A single score, in and of itself, means nothing. To understand the value of the score, one must understand the system it is built upon. Here are five issues to consider:
1. A Sentiment Analysis system has a “scale” or, the absolute highest or lowest value of a descriptive term pertaining to an object in question. Simply knowing that something scored a “.25” means nothing if you don’t know if the scale of scores was from -1 to +1 or from 1 to 10.
2. A Sentiment Analysis system requires the ability to understand “velocity” or how sharply sentiment is changing over time. This allows a researcher to identify tipping points and hone in on the events that triggered changes in sentiment. Again, if something’s scored a .25 for the last week, but prior to that it had been rising sharply, that signals something has happened to level off rising public opinion.

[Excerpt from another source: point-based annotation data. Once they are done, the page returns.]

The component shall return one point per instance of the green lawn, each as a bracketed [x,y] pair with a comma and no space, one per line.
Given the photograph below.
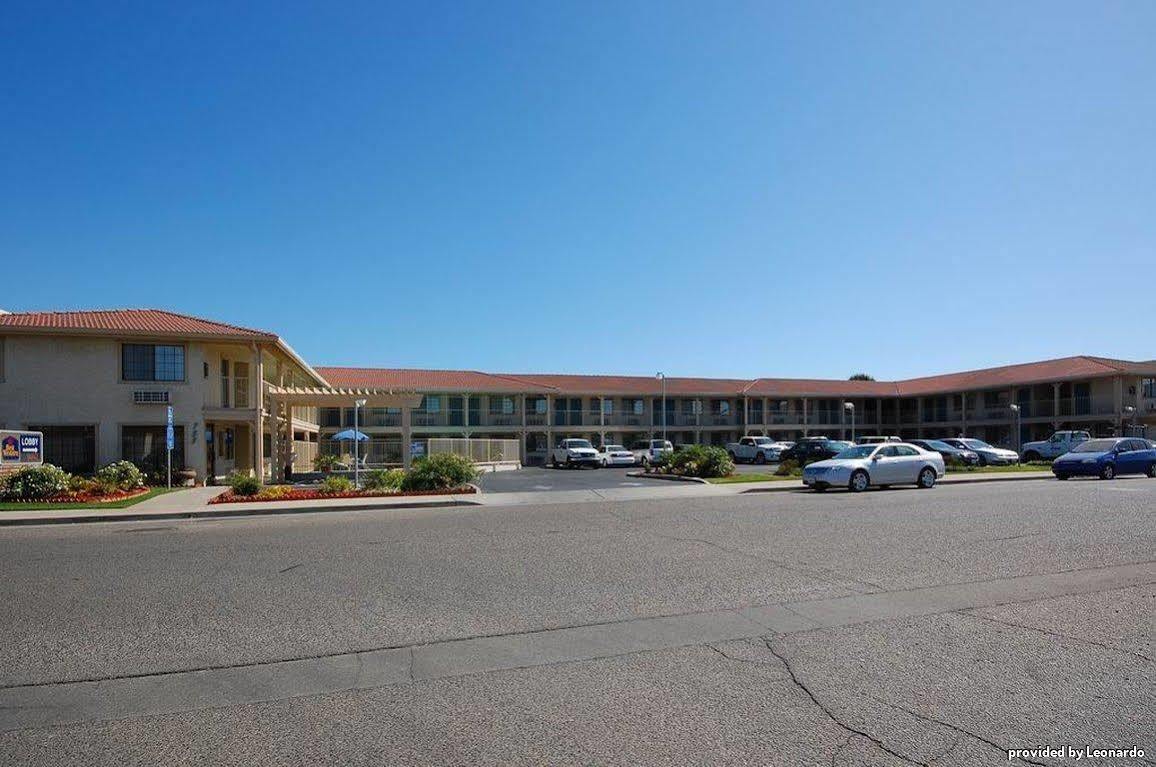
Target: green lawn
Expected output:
[749,478]
[111,504]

3. Sentiment Analysis system requires the ability to demonstrate “relativity”, or, how sentiment has changed over time, is different between sources, or between objects. It allows the researcher to determine, for example, if blogs or news are more favorable to a particular political candidate, and whether that candidate should spend more time on interviews or on her social media campaign. By contrast, some systems may have “normalized” scores, so 0.5 means something like “half the mentions were positive”. Understanding what a score is relative TO is extremely important.
4. A Sentiment Analysis system should provide “granularity” – how subtle a shift can be detected? Does the system provide “positive – neutral – negative” rankings or a more sensitive analysis? If something declines from .8 to a .25 it is still positive, yet it represents a sharp decline.
5. A Sentiment Analysis system has “accuracy” – who decided these were the scores, anyway? Many systems were designed to replicate human scoring as closely as possible, and tested against human subjects in a variety of applications. SentiMetrix was tested at the University of Maryland and was determined to be comparable to human scoring. It was also similarly tested in government applications. If a system is not designed to replicate human scoring, what exactly is it designed to do?
Trying to figure out a score without understanding the system is like trying to figure out which way is North without a compass or any earthly cues.
Once the system is understood, then the scores make sense.